Whirlpool also agreed to pay a $40 million termination fee that Maytag would owe Triton if the investment group's bid was rejected.

A telephone message seeking comment was left at the New York office of Triton spokesman Jeffrey Taufield.

Whirlpool has "put enough money on the table, they think, to pre-empt further bidding" by other interested parties, said Kevin O'Mara, a New York attorney who specializes in corporate mergers.

"They're clearly looking to get this acquisition done," he said.

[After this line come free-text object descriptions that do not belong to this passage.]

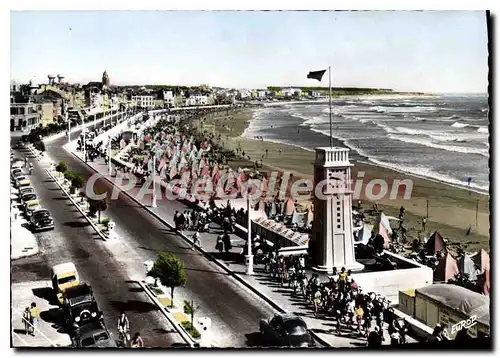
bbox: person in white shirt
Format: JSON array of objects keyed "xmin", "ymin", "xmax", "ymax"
[{"xmin": 192, "ymin": 231, "xmax": 201, "ymax": 249}]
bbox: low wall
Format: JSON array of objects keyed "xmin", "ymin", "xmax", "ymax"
[{"xmin": 353, "ymin": 252, "xmax": 433, "ymax": 303}]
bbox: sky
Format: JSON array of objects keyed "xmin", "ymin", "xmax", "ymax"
[{"xmin": 10, "ymin": 10, "xmax": 489, "ymax": 93}]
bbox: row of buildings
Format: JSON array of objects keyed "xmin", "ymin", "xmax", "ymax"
[{"xmin": 10, "ymin": 69, "xmax": 329, "ymax": 132}]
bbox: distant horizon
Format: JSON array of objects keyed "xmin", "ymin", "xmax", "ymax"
[
  {"xmin": 9, "ymin": 77, "xmax": 488, "ymax": 96},
  {"xmin": 11, "ymin": 11, "xmax": 488, "ymax": 93}
]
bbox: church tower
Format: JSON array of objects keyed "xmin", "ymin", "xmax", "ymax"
[
  {"xmin": 310, "ymin": 147, "xmax": 364, "ymax": 273},
  {"xmin": 102, "ymin": 70, "xmax": 110, "ymax": 88}
]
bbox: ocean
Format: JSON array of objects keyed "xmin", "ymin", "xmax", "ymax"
[{"xmin": 243, "ymin": 94, "xmax": 490, "ymax": 194}]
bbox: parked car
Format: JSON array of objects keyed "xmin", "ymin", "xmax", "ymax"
[
  {"xmin": 23, "ymin": 199, "xmax": 41, "ymax": 217},
  {"xmin": 11, "ymin": 168, "xmax": 23, "ymax": 180},
  {"xmin": 11, "ymin": 158, "xmax": 24, "ymax": 168},
  {"xmin": 19, "ymin": 186, "xmax": 35, "ymax": 197},
  {"xmin": 73, "ymin": 321, "xmax": 115, "ymax": 348},
  {"xmin": 52, "ymin": 262, "xmax": 80, "ymax": 300},
  {"xmin": 60, "ymin": 283, "xmax": 102, "ymax": 327},
  {"xmin": 30, "ymin": 209, "xmax": 54, "ymax": 232},
  {"xmin": 14, "ymin": 175, "xmax": 30, "ymax": 188},
  {"xmin": 13, "ymin": 141, "xmax": 24, "ymax": 149},
  {"xmin": 20, "ymin": 192, "xmax": 37, "ymax": 205},
  {"xmin": 259, "ymin": 313, "xmax": 312, "ymax": 347}
]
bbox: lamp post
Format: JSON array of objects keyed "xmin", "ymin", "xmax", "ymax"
[
  {"xmin": 67, "ymin": 113, "xmax": 71, "ymax": 143},
  {"xmin": 246, "ymin": 191, "xmax": 254, "ymax": 276},
  {"xmin": 108, "ymin": 135, "xmax": 112, "ymax": 176},
  {"xmin": 83, "ymin": 128, "xmax": 86, "ymax": 162},
  {"xmin": 151, "ymin": 154, "xmax": 157, "ymax": 208}
]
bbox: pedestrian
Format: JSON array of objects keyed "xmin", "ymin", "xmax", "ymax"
[
  {"xmin": 24, "ymin": 157, "xmax": 28, "ymax": 167},
  {"xmin": 29, "ymin": 302, "xmax": 40, "ymax": 336},
  {"xmin": 22, "ymin": 307, "xmax": 31, "ymax": 334},
  {"xmin": 222, "ymin": 232, "xmax": 232, "ymax": 254},
  {"xmin": 28, "ymin": 162, "xmax": 33, "ymax": 175},
  {"xmin": 191, "ymin": 231, "xmax": 201, "ymax": 250},
  {"xmin": 215, "ymin": 234, "xmax": 224, "ymax": 253},
  {"xmin": 130, "ymin": 332, "xmax": 144, "ymax": 348},
  {"xmin": 422, "ymin": 217, "xmax": 427, "ymax": 231},
  {"xmin": 367, "ymin": 326, "xmax": 382, "ymax": 347}
]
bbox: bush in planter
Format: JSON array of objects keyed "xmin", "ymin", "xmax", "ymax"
[
  {"xmin": 181, "ymin": 321, "xmax": 201, "ymax": 339},
  {"xmin": 88, "ymin": 189, "xmax": 108, "ymax": 223},
  {"xmin": 56, "ymin": 161, "xmax": 68, "ymax": 175},
  {"xmin": 71, "ymin": 174, "xmax": 85, "ymax": 194},
  {"xmin": 147, "ymin": 252, "xmax": 187, "ymax": 308},
  {"xmin": 101, "ymin": 218, "xmax": 110, "ymax": 227}
]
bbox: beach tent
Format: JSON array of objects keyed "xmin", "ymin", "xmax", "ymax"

Whirlpool initially submitted a tentative offer of $17 per share, or $1.35 billion, on July 17 that was contingent upon the company being given full access to Maytag's financial information. Three days later, it increased the tentative offer to $18 per share, or $1.43 billion.

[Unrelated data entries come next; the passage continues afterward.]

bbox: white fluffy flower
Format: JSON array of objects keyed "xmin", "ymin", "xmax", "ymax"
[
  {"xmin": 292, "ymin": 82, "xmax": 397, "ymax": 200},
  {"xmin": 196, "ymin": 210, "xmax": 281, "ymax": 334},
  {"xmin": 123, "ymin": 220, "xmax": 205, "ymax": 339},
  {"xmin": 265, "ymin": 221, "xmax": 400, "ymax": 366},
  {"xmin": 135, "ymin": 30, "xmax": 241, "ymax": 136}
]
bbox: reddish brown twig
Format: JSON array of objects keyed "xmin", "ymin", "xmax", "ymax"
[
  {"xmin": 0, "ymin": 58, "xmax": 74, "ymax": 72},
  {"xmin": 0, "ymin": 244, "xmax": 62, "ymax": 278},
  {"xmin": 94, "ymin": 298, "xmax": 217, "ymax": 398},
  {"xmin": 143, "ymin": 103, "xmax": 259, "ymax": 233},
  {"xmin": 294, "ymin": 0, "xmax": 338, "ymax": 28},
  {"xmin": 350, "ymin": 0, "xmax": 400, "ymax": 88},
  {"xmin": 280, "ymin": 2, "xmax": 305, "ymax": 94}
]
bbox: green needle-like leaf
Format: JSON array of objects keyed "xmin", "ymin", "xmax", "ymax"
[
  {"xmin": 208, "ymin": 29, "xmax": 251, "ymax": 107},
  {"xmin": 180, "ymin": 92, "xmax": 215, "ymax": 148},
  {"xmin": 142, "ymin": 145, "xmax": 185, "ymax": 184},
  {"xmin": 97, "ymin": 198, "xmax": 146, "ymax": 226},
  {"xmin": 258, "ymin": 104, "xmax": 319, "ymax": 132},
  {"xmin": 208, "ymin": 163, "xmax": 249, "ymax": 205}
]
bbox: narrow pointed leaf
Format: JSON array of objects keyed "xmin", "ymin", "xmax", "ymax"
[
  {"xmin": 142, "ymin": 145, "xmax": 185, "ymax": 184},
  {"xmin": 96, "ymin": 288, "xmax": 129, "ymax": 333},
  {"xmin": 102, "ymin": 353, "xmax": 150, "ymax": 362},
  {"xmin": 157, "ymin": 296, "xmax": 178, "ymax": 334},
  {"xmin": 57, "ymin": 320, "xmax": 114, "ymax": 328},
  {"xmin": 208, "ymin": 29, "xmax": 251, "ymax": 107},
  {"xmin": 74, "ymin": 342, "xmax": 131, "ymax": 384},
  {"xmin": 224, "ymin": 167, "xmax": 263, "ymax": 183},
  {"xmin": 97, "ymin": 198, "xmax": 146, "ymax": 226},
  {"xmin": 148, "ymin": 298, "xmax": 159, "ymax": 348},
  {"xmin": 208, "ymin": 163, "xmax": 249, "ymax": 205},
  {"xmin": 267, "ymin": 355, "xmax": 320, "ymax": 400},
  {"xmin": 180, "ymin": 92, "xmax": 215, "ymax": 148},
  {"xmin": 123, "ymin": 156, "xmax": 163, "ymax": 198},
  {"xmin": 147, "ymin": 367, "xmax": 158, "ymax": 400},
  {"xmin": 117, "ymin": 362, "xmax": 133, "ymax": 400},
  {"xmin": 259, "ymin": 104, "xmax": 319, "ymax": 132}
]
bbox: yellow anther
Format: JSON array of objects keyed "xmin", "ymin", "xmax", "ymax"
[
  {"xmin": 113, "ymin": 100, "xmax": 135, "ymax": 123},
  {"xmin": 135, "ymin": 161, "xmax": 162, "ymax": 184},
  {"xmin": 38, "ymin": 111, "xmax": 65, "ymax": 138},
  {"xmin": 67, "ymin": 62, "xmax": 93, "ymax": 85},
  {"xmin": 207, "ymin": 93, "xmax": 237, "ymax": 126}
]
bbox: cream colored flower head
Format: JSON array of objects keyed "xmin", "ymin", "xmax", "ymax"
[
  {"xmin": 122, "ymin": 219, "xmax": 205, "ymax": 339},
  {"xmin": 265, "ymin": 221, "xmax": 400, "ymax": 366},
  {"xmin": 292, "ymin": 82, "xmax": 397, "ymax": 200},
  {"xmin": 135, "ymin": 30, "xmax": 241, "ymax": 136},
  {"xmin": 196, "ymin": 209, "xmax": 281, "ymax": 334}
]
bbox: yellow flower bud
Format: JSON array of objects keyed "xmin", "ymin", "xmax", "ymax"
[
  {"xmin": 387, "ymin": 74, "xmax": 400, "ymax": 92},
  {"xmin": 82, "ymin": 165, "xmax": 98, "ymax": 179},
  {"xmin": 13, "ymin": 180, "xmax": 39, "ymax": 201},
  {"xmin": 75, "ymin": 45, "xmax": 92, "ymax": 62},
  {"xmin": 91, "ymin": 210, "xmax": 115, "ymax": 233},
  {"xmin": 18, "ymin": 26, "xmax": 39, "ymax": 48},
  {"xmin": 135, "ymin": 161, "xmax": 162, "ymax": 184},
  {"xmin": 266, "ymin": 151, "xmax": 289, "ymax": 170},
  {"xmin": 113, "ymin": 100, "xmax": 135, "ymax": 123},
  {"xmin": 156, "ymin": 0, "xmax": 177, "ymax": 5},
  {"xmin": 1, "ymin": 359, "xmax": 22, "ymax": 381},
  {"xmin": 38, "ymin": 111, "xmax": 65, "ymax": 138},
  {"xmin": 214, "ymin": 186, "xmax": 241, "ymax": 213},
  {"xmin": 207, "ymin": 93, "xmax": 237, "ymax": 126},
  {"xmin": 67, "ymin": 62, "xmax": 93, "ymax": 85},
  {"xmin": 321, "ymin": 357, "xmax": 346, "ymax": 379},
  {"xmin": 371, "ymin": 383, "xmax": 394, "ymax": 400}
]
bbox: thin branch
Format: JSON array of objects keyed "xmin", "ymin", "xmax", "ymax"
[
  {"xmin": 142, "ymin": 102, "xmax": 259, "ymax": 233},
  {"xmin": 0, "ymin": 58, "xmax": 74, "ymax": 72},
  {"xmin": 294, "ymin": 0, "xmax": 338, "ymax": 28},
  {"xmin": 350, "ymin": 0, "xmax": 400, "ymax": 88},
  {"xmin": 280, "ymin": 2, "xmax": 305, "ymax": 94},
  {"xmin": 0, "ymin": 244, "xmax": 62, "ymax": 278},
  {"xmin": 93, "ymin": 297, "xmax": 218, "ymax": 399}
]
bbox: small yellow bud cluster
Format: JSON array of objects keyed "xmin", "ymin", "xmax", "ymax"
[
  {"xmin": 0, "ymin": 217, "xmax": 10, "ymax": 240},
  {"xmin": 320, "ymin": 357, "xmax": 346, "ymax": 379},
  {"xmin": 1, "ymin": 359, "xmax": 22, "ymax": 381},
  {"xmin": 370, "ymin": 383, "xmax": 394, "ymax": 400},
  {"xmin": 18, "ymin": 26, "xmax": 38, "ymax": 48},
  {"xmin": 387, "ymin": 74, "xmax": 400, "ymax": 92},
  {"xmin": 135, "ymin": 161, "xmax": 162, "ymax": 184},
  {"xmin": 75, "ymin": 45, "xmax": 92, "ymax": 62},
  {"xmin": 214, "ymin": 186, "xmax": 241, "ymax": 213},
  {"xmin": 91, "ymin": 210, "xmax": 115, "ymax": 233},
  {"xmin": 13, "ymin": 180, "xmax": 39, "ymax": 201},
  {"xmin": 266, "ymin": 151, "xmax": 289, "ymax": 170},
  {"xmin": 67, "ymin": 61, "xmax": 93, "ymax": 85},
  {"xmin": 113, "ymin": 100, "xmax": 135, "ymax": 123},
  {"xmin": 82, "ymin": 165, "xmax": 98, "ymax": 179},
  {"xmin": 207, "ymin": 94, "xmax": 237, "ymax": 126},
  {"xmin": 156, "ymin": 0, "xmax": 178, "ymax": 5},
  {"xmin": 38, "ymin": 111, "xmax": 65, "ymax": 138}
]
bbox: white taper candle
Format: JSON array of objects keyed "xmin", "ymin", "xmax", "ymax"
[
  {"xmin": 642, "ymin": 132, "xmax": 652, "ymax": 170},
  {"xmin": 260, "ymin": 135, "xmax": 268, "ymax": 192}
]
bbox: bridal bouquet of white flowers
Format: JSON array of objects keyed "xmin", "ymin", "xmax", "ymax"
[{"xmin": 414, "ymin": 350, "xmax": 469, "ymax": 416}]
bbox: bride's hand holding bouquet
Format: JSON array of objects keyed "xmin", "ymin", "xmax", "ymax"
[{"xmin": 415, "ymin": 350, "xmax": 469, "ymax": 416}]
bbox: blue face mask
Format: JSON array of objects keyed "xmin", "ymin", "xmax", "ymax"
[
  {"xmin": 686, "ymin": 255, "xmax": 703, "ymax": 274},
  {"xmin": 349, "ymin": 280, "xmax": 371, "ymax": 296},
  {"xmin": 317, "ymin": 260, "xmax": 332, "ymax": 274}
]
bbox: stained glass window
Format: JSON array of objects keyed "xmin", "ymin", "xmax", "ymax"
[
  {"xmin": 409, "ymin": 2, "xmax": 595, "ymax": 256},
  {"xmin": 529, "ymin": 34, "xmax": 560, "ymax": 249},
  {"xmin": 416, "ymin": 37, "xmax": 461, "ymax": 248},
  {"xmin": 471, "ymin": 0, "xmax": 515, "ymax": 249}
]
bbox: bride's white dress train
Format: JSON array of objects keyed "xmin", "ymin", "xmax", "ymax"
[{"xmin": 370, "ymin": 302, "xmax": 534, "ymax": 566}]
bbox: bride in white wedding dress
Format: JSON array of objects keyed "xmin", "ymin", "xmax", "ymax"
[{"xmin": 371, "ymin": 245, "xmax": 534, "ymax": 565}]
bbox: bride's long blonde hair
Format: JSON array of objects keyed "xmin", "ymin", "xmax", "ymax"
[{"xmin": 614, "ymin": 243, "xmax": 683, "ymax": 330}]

Maytag, the nation's third-largest appliance maker, agreed July 26 to open its books to No. 1 Whirlpool. The two companies agreed that Whirlpool had until Tuesday to submit a firm offer.

In its proposal letter to Maytag officials, Whirlpool said its binding offer would "provide your shareholders (with) substantially greater value" when compared with Triton's bid.

"We believe we have addressed in every manner the concerns we understood the Maytag board to have had with a potential combination with Whirlpool," the letter said. "Most importantly, we are providing a tremendous economic package of benefits to Maytag and its shareholders, and one that we believe would be strongly welcomed and supported by your shareholders."

Maytag shares jumped $1.60, or 9.4 percent, to close at $18.58 Monday on the New York Stock Exchange, where shares have traded in a 52-week range of $9.21 to $21.39. Shares of Whirlpool rose $2.75, or 3.4 percent, to close at $82.46 on the NYSE.